Pediatric HIV/AIDS: Rep. Eleanor Holmes Norton (D-D.C.) and 'Makeover Manor' Host Dee C. Marshall join forces today to kick-off the annual fundraiser for Pediatrics AIDS/HIV Care, Inc., the only organization in the DC area devoted exclusively to vital support services for children and adolescents living with and affected by HIV/AIDS.

CDC marks Latino AIDS Awareness Day: This year's message from the Centers for Disease Control and Prevention is "Save A Life; It May Be Your Own" urging Hispanics/Latinos to get tested for HIV.

HHS engages Elmo: Health and Human Services Secretary Kathleen Sebelius today joins with representatives from the Ad Council, Sesame Street, and the New York City Health Department to unveil a new national public service advertising campaign designed to encourage families and children to take steps to protect themselves this flu season. Prior to the announcement, Sebelius will participate in a hand-washing demonstration with children and Elmo.
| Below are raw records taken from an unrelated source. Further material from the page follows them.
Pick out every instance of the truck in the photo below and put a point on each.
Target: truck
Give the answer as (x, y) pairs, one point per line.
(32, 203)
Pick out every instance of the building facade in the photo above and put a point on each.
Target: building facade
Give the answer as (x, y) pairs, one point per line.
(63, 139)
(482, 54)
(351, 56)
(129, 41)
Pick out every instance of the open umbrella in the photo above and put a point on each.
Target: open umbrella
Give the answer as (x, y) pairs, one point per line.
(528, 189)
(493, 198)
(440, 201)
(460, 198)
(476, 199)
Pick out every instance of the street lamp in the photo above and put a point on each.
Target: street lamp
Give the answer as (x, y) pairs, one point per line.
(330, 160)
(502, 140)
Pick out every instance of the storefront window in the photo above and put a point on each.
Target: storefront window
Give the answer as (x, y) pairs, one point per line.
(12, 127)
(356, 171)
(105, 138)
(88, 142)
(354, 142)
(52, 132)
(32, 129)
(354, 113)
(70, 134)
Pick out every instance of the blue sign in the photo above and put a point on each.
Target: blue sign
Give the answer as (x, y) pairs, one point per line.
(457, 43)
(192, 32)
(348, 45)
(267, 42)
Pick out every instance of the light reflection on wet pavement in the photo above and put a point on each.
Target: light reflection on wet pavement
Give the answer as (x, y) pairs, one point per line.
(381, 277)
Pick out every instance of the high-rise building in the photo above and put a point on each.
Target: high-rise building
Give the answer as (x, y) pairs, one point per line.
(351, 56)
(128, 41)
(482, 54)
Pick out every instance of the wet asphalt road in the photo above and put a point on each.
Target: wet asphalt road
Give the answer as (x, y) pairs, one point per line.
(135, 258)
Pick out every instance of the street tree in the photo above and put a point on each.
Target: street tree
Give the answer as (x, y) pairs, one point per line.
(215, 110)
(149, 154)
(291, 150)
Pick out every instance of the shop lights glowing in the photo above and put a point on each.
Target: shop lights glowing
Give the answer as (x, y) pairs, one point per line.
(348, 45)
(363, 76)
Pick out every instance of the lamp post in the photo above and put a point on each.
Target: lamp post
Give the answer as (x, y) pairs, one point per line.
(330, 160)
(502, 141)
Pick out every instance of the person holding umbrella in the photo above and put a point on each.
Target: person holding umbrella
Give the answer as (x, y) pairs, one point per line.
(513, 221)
Breast cancer awareness touted: Second Lady Jill Biden and Health and Human Services Secretary Kathleen Sebelius host a conference call with women’s groups and breast cancer survivors and advocates today to discuss the importance of screenings and early detection services, such as mammograms and related benefits under the new health reform law.

On the same topic, the Centers for Disease Control and Prevention announced Thursday that it had invited 15 individuals to serve on the Advisory Committee on Breast Cancer in Young women, a federal advisory committee established by the new law.

Ohio elections panel rules on health reform ads: A three-member panel of the Ohio Elections Commission on Thursday ruled in favor of Rep. Steve Driehaus (D) in his complaint against the anti-abortion group Susan B. Anthony List, reports the Cincinnati Enquirer. Driehaus had sought to block billboard ads claiming his vote for the health reform law was a vote for taxpayer-funded abortion, which Democrats say is inaccurate. The panel’s 'probable cause' finding means there will be another hearing to determine if the group broke Ohio law that bars making false statements in campaigns.

Children and disasters report criticized: The national organization representing emergency physicians on Thursday criticized a new report claiming that only 6 percent of emergency departments are properly equipped for children. The real number is closer to 90 percent, the American College of Emergency Physicians said in a statement taking issue with a new report delivered to the White House and Congress by the National Commission on Children and Disasters.

Read the report:

Boehner signs repeal pledge: House Minority Leader John Boehner (R-Ohio) on Thursday became the highest-ranking lawmaker to sign a conservative pledge to repeal and replace the Democrats' health reform law. Revere America, a Washington-based conservative group named after the 18th-century Boston patriot, sent its repeal pledge to all members of Congress and the candidates challenging them this election season. Twenty-one Republicans have endorsed the motion, with Boehner leading the pack.

Tougher coal dust rules proposed: The Obama administration on Thursday proposed to halve the legal limit for miners' exposure to coal dust. The administration's proposal would cut the permissible exposure limit (PEL) for coal dust from 2 milligrams of dust per cubic meter of air — a standard that's been in place since 1972 — to 1 mg/m3.

Democrat claims credit for blocking coal bill: A powerful coal-country Democrat is taking credit this week for single-handedly blocking legislation to rein in mountaintop removal coal mining — a process popular with Appalachian coal companies, but one that's also linked to cancer and other health threats. Rep. Nick Rahall (D-W.Va.) said the bill — which would prohibit companies from burying Appalachian streams under mountains of mining waste — would have passed long ago except that his seniority on several key committees has allowed him to block it.